Unfortunately, the policy solutions considered by the Fed and Congress — coaxing small businesses to hire and banks to lend — are secondary solutions that will not aid that primary problem. Additional stimulus would, but it seems out of the question given Congress’ allergy to deficit-spending.













7 Comments »
Comment posted July 13, 2010 @ 11:35 am
“They are concerned that Washington is not doing enough — not extending unemployment benefits, not pushing through big jobs programs, not committing to additional stimulus, not reassuring the markets.”
Nowhere in that report does it say that. That is the reporter’s opinion.
Washington believes the solution is to provide tax incentives to hire people and pressure banks to loan them money. But businesses don’t hire due to tax incentives or bank loans. They hire in response to an increase in sales.
Businesses aren’t interested in expanding now. “Six percent characterized the current period as a good time to expand facilities” and “Overall, 90 percent of the owners reported all their credit needs met (or they did not want to borrow).”

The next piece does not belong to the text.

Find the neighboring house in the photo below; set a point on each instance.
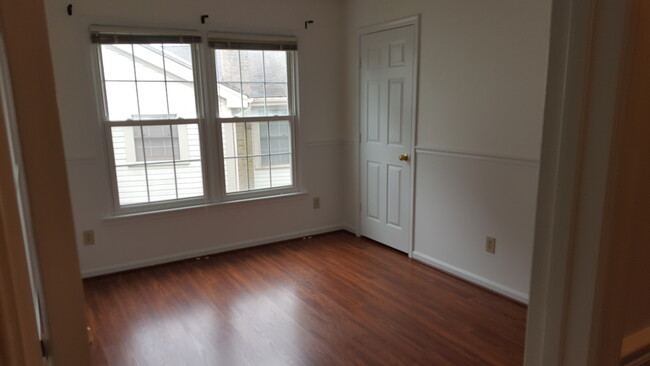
(161, 154)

Here’s the bottom line: “Owners do not trust the economic policies in place or proposed, and they are distressed by global and national developments that make the future more uncertain.”

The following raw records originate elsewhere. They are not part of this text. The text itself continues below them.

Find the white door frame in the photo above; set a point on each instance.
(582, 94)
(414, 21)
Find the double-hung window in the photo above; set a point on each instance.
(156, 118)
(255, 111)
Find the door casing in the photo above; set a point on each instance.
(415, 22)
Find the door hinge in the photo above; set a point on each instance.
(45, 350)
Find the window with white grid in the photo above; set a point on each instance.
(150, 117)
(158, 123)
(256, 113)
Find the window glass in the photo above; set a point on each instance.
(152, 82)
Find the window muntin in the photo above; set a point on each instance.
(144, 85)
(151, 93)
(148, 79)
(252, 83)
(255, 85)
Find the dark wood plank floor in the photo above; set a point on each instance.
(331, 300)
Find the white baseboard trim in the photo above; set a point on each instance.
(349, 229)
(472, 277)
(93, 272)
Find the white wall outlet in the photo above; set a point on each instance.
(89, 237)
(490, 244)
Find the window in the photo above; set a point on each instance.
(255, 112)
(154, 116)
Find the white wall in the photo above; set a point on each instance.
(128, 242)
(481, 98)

Government cannot help businesses until we get people in government who understand business. Not one person in Obama’s white house has ever worked in the private sector.
Comment posted July 14, 2010 @ 10:25 am
>> Government cannot help businesses until we get people in government who understand business. Not one person in Obama’s white house has ever worked in the private sector.
What hysterical nonsense!
A quick check at http://www.whitehouse.gov/administration/staff reveals that many on the White House Staff have impressive backgrounds including stints in the private sector, for instance.
Need I mention the ongoing Republican obstructionism in lieu of actual dialogue with those across the aisle?
It always takes two to tango. Both Democrats and Republicans. Both government and business. Both producers and consumers.
Comment posted July 14, 2010 @ 3:34 pm
“Government cannot help businesses until we get people in government who understand business.”
What a dumb thing to say.
Because what conservatives mean by that worked out so wonderfully for the country under the last administration, as if all that money in tax cuts, de-regulation and unenforced regulations generated an economic boom.
Comment posted July 14, 2010 @ 4:21 pm
There’s also that troublesome government-industry revolving door, too; we all know too well how business tends to look out for itself rather than also doing what is right by everyone and the environment, too.
Comment posted July 14, 2010 @ 8:33 pm
Obviously, you people all work for the government. That’s the only thing that could possibly explain your total ignorance of the real world.
Comment posted July 14, 2010 @ 10:16 pm
Show us how many jobs were created at what price each under the bush tax cuts, genius.
Show us how you can honestly say “Not one person in Obama’s white house has ever worked in the private sector.”
Show us how ignorant we are.
Comment posted July 15, 2010 @ 8:59 am
“Show us how ignorant we are.”
I’ve done that countless times, but I get your point.
It’s not that Bush tax cuts can be tied to jobs created, although they probably can, it’s that raising taxes now, taking disposable income out of people’s hands, in the middle of a recession when the government is trying to encourage spending to help create jobs, is stupid and counterproductive.
Letting the Bush tax cuts expire will be the same as raising taxes, “genius.”